Guigo está apaixonado por Sabrina, com quem troca mensagens pelo celular. Ele é filho de pais separados. Certo dia, ele e seu amigo Túlio viajam para uma pescaria com seu pai, Roberto, e o amigo dele, Paulo. A viagem teria tudo para dar certo, se houvesse sinal de internet. A falta de comunicação deixa Guigo desnorteado e ansioso para marcar um encontro com Sabrina. Além disso, ele ainda terá de lidar com outra situação: antes que Roberto conte ao filho, Guigo descobre que Paulo é, na verdade, o namorado de seu pai.

Crítica

O signo principal de Guigo Offline é a angústia decorrente das impossibilidades. Este telefilme dirigido por René Guerra tem como protagonista Guigo (Antonio Haddad Aguerre), púbere apaixonado pela colega Sabrina (Sabrina Nonata). Aliás, os momentos de flerte entre eles, sejam os presenciais ou os construídos a partir da troca de mensagens de texto que surgem na tela, exalam frescor, tornando absolutamente crível essa aproximação marcada por um misto de interesse e embaraço. Mas, a paixonite adolescente serve apenas de subterfúgio para a erupção de questões de outra ordem, sobretudo as que dão conta das especificidades da tensão instaurada entre o garoto e seu pai, Roberto (Alexandre Cioletti), deflagrada com parcimônia numa viagem ao interior, à propriedade em que o sinal do telefone não pega, portanto inviabilizando o contato de Guigo com Sabrina, o que gera ansiedade e inquietação.

Há aqui uma preocupação evidente com as minúcias. René demonstra isso, por exemplo, na rápida tomada de fotos de uma pescaria do passado, que denota a ligação de Roberto com o próprio pai e a importância, para ele, de repetir o ritual para aproximar-se do filho. É o tipo de procedimento que, ao mesmo tempo, torna a narrativa mais enxuta e menos refém de explicações diretas, ampliando ressonâncias e evitando a dependência do didatismo. A falta de comunicação é a via pela qual percebemos a problemática entre os personagens. Paulo (Roberto Rezende), namorado de Roberto, e Tulio (Pedro Goifman), amigo de Guigo, amparam emocionalmente os respectivos chegados, ouvindo as dificuldades que um tem com o outro. O genitor preocupa-se com a reação do rebento à revelação de sua homossexualidade. Este, por sua vez, não entende porque a verdade é escondida, camuflada, pois ciente dela há tempos.

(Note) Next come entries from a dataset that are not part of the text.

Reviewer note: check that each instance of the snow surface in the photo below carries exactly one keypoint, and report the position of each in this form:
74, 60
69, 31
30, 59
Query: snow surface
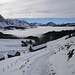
52, 60
35, 31
1, 55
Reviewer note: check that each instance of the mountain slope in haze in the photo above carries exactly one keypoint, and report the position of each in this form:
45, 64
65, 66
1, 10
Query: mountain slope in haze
22, 24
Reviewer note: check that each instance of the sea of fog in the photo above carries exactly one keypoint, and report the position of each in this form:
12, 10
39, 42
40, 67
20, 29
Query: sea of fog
35, 31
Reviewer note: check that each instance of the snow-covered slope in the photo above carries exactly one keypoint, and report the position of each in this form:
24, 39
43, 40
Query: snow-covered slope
53, 60
63, 61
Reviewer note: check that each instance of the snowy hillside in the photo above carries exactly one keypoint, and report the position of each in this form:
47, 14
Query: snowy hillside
35, 31
57, 59
18, 23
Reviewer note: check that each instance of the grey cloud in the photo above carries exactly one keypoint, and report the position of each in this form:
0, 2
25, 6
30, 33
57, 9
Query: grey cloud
38, 8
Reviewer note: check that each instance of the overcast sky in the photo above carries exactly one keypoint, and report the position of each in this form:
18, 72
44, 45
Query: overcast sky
37, 8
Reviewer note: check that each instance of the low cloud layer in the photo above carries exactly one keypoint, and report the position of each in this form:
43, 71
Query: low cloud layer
37, 8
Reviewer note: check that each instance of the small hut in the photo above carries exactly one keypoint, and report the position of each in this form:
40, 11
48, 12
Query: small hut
2, 57
13, 54
38, 47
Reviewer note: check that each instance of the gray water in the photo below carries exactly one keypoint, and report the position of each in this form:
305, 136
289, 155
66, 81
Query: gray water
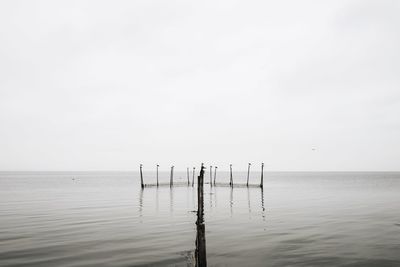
105, 219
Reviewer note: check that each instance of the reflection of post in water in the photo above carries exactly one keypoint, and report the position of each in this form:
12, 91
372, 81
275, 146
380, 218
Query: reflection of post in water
211, 176
231, 177
200, 253
141, 176
157, 174
171, 179
248, 201
194, 170
187, 172
262, 204
141, 204
215, 173
231, 200
157, 202
171, 199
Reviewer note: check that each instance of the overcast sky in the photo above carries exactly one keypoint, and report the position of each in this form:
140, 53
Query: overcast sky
106, 85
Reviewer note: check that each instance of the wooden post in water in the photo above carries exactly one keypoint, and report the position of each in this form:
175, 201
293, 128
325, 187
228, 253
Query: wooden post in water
194, 170
248, 174
141, 176
171, 180
157, 173
200, 253
231, 177
215, 173
262, 175
211, 176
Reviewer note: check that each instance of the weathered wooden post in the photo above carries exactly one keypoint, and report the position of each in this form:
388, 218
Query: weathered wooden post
141, 176
211, 176
157, 173
231, 177
262, 175
215, 173
194, 170
171, 180
248, 174
200, 253
187, 172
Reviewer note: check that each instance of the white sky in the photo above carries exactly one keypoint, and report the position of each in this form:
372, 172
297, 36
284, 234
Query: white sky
106, 85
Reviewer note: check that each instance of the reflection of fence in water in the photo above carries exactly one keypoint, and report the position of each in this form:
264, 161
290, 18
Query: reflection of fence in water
200, 243
212, 182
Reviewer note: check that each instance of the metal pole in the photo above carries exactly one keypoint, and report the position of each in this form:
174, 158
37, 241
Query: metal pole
157, 173
141, 176
194, 169
201, 256
248, 174
211, 176
171, 181
262, 175
231, 180
215, 173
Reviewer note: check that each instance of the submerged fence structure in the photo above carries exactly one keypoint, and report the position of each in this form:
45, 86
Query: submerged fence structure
212, 182
200, 255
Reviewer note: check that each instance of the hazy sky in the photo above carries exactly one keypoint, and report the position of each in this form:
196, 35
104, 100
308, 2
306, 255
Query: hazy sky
106, 85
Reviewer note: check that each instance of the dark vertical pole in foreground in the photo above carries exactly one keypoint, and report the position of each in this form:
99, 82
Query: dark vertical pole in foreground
210, 175
231, 177
194, 169
201, 256
262, 175
157, 173
248, 174
141, 176
187, 171
171, 180
215, 173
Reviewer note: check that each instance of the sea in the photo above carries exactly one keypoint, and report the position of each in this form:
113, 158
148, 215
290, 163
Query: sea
67, 219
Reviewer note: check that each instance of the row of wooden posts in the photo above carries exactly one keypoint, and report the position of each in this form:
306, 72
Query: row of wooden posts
212, 183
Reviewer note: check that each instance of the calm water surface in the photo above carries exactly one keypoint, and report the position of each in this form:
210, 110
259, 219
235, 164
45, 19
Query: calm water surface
105, 219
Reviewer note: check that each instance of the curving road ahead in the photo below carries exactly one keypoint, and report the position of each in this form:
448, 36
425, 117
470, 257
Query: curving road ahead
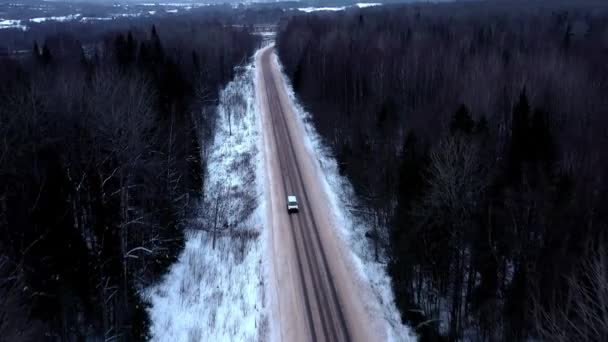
317, 297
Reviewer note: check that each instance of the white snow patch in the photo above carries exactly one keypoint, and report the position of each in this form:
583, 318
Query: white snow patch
367, 4
8, 23
60, 19
336, 9
319, 9
218, 294
351, 227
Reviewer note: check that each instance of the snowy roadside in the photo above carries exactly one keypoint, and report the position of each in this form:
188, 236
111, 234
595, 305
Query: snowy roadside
351, 227
215, 291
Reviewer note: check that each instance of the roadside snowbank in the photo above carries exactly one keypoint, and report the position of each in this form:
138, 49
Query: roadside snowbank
351, 228
217, 294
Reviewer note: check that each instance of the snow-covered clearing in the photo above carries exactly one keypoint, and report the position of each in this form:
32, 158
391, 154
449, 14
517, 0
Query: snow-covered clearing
336, 9
217, 294
352, 227
8, 23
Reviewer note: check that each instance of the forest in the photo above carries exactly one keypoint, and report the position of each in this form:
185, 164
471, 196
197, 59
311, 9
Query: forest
476, 134
101, 156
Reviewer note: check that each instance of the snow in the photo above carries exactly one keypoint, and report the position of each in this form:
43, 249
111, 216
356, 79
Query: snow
218, 294
7, 23
336, 9
318, 9
352, 227
60, 19
367, 4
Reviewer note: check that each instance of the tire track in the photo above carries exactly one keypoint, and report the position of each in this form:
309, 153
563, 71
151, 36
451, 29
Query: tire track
309, 218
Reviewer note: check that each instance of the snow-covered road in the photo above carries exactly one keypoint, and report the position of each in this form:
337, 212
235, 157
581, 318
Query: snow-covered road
321, 289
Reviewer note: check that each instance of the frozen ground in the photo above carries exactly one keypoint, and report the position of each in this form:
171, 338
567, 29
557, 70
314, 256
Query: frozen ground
335, 9
352, 229
217, 294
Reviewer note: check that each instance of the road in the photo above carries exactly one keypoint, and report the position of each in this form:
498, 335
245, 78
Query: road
316, 295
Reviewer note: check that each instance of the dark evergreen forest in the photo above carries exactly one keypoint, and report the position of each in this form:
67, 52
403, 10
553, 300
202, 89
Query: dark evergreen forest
476, 132
100, 167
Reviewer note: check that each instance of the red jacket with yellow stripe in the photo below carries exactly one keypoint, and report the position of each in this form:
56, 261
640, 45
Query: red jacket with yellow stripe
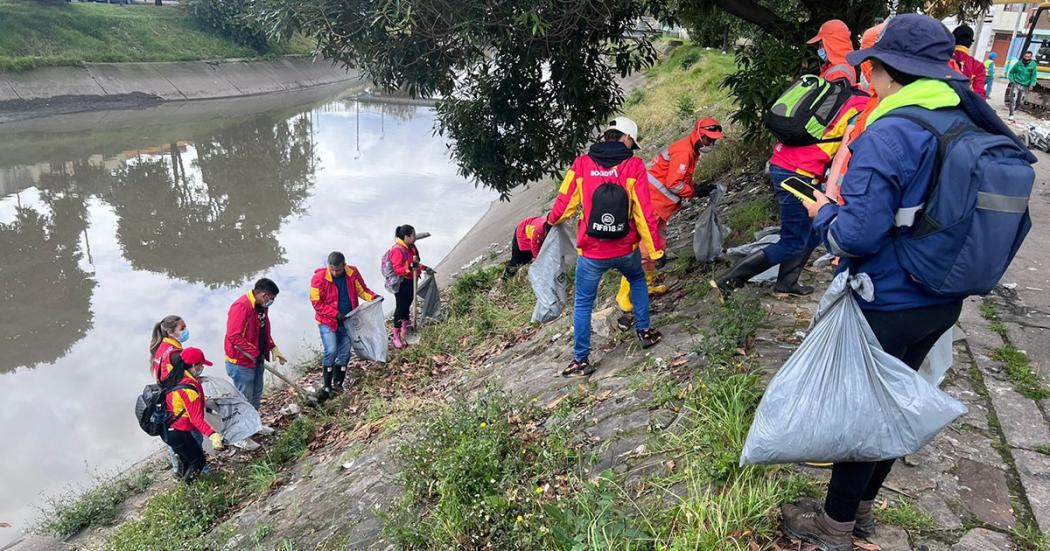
162, 360
575, 193
324, 294
187, 406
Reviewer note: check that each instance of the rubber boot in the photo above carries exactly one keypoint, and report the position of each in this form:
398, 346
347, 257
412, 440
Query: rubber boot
864, 525
817, 528
738, 275
327, 389
788, 278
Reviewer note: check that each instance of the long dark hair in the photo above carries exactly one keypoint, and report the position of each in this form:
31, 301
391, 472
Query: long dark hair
162, 330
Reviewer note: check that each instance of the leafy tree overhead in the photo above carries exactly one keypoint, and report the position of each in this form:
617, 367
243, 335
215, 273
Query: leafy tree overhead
523, 84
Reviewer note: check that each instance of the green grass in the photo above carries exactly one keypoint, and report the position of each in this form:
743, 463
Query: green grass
906, 514
183, 513
35, 35
1020, 372
99, 506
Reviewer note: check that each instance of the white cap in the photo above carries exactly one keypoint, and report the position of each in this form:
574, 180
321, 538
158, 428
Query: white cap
627, 126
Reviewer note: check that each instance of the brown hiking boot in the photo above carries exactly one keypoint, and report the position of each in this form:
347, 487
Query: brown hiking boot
817, 528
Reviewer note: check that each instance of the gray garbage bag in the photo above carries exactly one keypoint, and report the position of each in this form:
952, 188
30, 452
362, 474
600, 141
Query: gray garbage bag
709, 233
429, 298
368, 331
227, 410
841, 398
547, 275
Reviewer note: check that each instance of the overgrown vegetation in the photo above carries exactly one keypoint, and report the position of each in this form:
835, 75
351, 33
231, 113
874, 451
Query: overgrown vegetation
182, 514
35, 35
99, 506
1020, 372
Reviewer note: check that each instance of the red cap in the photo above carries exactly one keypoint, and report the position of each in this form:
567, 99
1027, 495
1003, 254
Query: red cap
194, 357
709, 127
831, 26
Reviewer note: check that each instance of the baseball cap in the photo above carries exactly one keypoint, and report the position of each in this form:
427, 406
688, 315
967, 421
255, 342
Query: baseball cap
193, 356
627, 126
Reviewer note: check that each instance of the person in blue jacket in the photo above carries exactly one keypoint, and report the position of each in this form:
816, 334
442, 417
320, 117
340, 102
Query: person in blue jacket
890, 169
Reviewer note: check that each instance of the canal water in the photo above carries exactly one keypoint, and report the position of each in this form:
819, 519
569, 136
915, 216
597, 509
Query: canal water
110, 225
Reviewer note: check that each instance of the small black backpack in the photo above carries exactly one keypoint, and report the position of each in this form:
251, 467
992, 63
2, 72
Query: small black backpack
610, 212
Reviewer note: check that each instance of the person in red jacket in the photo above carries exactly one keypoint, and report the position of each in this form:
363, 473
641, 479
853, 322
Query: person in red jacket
670, 187
963, 62
248, 340
608, 186
335, 292
186, 405
404, 260
526, 244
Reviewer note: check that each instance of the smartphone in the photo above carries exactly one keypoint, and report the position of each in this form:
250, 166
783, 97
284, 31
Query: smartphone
800, 188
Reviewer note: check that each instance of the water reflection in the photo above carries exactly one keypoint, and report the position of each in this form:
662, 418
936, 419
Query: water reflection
104, 231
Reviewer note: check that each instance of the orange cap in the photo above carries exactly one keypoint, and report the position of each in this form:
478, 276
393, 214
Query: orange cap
831, 26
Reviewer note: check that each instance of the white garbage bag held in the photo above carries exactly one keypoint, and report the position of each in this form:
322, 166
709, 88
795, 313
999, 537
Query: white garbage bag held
547, 275
368, 331
841, 398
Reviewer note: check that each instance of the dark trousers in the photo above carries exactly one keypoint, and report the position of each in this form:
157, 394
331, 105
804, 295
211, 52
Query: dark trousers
518, 258
908, 335
402, 298
191, 460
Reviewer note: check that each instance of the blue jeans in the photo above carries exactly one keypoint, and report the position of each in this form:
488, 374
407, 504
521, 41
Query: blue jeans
248, 381
589, 273
796, 229
335, 344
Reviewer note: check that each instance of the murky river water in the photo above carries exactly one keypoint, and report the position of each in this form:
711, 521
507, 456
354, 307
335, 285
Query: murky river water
106, 229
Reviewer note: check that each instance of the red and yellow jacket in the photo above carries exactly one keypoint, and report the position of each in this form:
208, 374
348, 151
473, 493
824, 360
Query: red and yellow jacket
671, 176
243, 333
575, 193
530, 234
401, 258
162, 360
324, 294
187, 406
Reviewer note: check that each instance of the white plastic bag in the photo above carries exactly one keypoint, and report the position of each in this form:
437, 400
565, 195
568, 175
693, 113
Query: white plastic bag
841, 398
368, 331
547, 275
709, 233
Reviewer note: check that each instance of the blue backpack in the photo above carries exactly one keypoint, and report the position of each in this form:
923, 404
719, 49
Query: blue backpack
960, 241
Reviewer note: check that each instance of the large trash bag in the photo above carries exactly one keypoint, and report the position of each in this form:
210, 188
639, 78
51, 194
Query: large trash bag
227, 410
429, 298
368, 331
841, 398
547, 275
709, 233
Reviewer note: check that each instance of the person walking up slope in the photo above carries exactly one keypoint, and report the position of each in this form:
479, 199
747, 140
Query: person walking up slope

Em meio ao andamento marcado por um anseio de valorização da sensibilidade, empenhado em ressaltar as particularidades da incapacidade de expressão completa, Guigo Offline oferece instantes luminares, como Guigo e Tulio cantando Space Oddity, de David Bowie, com o inglês que lhes compete. Mesmo que o roteiro ocasionalmente leve a lugares mais comuns, com diálogos expositivos e desdobramentos um tanto apressados – vide o ato heroico de Tulio e a falta de uma dimensão mais sólida de suas consequências – o média-metragem é completamente inclinado a expor as aflições das pessoas, não se atendo somente à homossexualidade escondida como força motriz, embora dela partam os demais temas encarados, mas oferecendo um olhar carinhoso às impossibilidades postas, registrando-as como algo inerente tanto ao processo de crescimento quanto ao de assumir-se plenamente.

Guigo Offline propõe, também, um bem-vindo e singelo exercício de empatia. Guigo não é destituído de falhas, apresentando comportamento instável, fruto de não poder falar com Sabrina, em virtude do empecilho técnico, e de não sentir-se totalmente à vontade com o pai, por conta dos interditos incômodos. A despeito de sua duração diminuta, o telefilme perscruta com propriedade a singularidade dos personagens, principalmente a do pai e a do filho, sem negar a Tulio e a Paulo um espaço, ainda que restrito, de expressão às suas subjetividades. René Guerra foge de certos vícios televisivos, evitando oferecer soluções demasiadamente fáceis para problemas enraizados, embora, tampouco, proponha-se a acentuar a dramaticidade intrínseca à incomunicabilidade vista. Uma obra simples, que demonstra o ímpeto louvável de entender as demandas humanas, dando-lhes boa atenção.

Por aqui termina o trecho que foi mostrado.